As we can see from these examples, protective puts limit the downside of an investment. In this sense, they are similar to stop-loss orders.

Covered calls

The covered call strategy aims to create additional income from a security we own. Typically, we sell covered calls out of the money by an amount we deem ‘enough’ of a maximum profit. We sell a part of our profit expectation and receive a premium. This premium offsets the cost of our underlying position.

Should the underlying stay below the strike price, the call will expire worthlessly, and we get to keep the premium. Should the underlying increase in price, we will benefit from that increase up to the strike, but any increase further than the strike goes to the option holder.

In summary, this strategy has the following characteristics:

  • receive credit on the day of entry
  • limited profit potential, through our obligation to sell
  • unlimited loss potential, through the ownership of the security

The following graph further illustrates the profit and loss of selling a covered call with a strike of 2,965:

payout curve of covered call

If by May 17 the S&P 500…

  • … falls by 100 points to 2,840, we will lose $86.08. This amount is the difference between the decline in the S&P and the premium we received.
  • … trades around 2,926, we will break even. We calculate this by subtracting the premium received from the current price.
  • … lingers around 2,940, we will make a profit of $13.80, which is the premium we received.
  • … rallies to 2,965 or above, we will participate in this with $38.92. This amount is the sum of the amount by which our call was out of the money, and the premium received.

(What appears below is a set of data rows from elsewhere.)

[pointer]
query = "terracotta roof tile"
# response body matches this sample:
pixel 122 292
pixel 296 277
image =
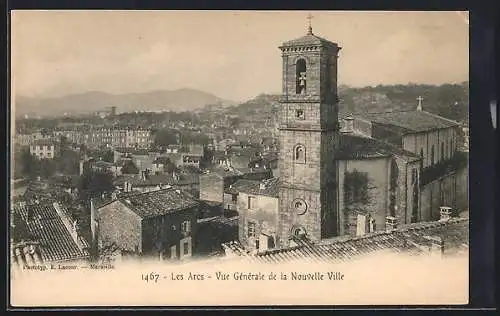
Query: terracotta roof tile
pixel 413 238
pixel 49 238
pixel 158 203
pixel 270 187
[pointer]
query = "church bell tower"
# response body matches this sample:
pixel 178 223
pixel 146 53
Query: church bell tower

These examples show, how with covered calls we trade a possible future upside, for a guaranteed immediate payment.


Combining long puts with short calls creates a collar. With this strategy, we limit our loss potential through the long puts. At the same time, we reduce the cost of the puts by also selling calls, which in consequence limits our maximum profit potential.

In summary, this strategy has the following characteristics:

  • typically pays a small debit on the day of entry, as the premium received for the calls offset the cost of the puts
  • limited profit potential, through the short calls
  • limited loss potential, through the long puts

The following chart shows the profit and loss of a collar with a put strike at 2,870 and a call strike at 2,965:

payout curve of option collar

In particular:

  • As with the protective put, we are insured against the S&P dropping below 2,870
  • As with the covered call, we reach our maximum profit when the S&P climbs to 2,965 or above
  • Because the credit received for the call exceeds the debit paid for the put, we make a profit of $2.90, if the S&P keeps trading around 2,940

We can use collars to gradually reduce the risk and return of a long position we hold, up to the point of almost neutralizing this position.

Tax implications

As with any other investment, profits from option trades are taxable. There are two essential categories:

  • Options on exchange-traded stocks or funds receive the long-term or short-term capital gains treatment, just like the underlying would.
  • Profits from listed options on broad indexes, like NASDAQ 100 or S&P 500, are treated 60% long term, and 40% short-term capital gains.

We very much hope that this post provided some insight into option strategies. At Bertram Solutions, we pride ourselves in doing independent research, and this post is a good example of our approach to analyzing investments.